Blog

Radio Preacher

I’m in Atlanta as I write this, or more technically in Norcross, which is near Atlanta. Jesseca is in an Enneagram Training intensive this week while I have the privilege of presenting a couple of workshops and seeing some private clients here at a popular new age bookstore called Phoenix and Dragon. We’ve both been quite busy, and one of my intentions is to get some writing down in between the private sessions and the workshops. Got some homework to do!
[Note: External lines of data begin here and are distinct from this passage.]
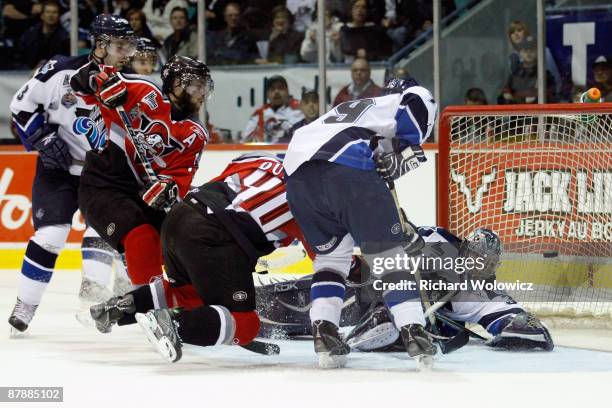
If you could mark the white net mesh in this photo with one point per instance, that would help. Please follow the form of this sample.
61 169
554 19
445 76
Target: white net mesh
543 182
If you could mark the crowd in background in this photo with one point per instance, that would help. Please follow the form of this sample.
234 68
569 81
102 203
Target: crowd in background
281 32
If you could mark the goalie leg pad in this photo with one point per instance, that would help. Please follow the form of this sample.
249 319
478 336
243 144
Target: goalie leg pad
521 331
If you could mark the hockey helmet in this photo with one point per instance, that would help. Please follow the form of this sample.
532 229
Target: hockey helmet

We had one car so I would take Jess to her class in the morning and pick her up in the evening. Here it is Sunday and after driving to and from the class where I’d dropped her off, I tuned into a radio station where a very enthusiastic preacher was giving his sermon. As I noted in my book Sacred Ceremony, I’d learned to appreciate all the different ways we humans try to reach God, no matter the face and clothing of any particular religion or spiritual practice. It all comes down to different ways we try to get or remain in touch with Great Spirit, Source, Creator, All-That-Is, or whatever term you want to apply here. It’s still God. Maybe not in the sense of a really big guy with a long white beard watching for you to make the wrong moves, but a more universal power that animates everything in the heavens and on Earth.

So this preacher was talking about Jesus as God, or the Son of God. He had one of those singsong kinds of rhythms, similar to what you would imagine a radio preacher would sound like, in that lilting southern dialect that makes its own special kind of music. Reminded me of the hypnotic cadence of Jesse Jackson. He was emphasizing that God wasn’t the vengeful Great Being that we typically think of, watching for us to commit sins and then parceling out punishment. Instead he wove his talk around the first two commandments, ones that Jesus had stressed.

And those are first, love God, and second, love your neighbor. So simple. Easier to remember than ten commandments! It’s a great moral code, but one that can be challenging to follow. Especially if that neighbor is someone who violates your personal sense of what’s right or wrong, whether they’re a stranger or someone close to you. Then judgments follow. There’s the real work—to be aware of and clear those judgments so that love can come through.

I sure liked what that southern preacher had to say.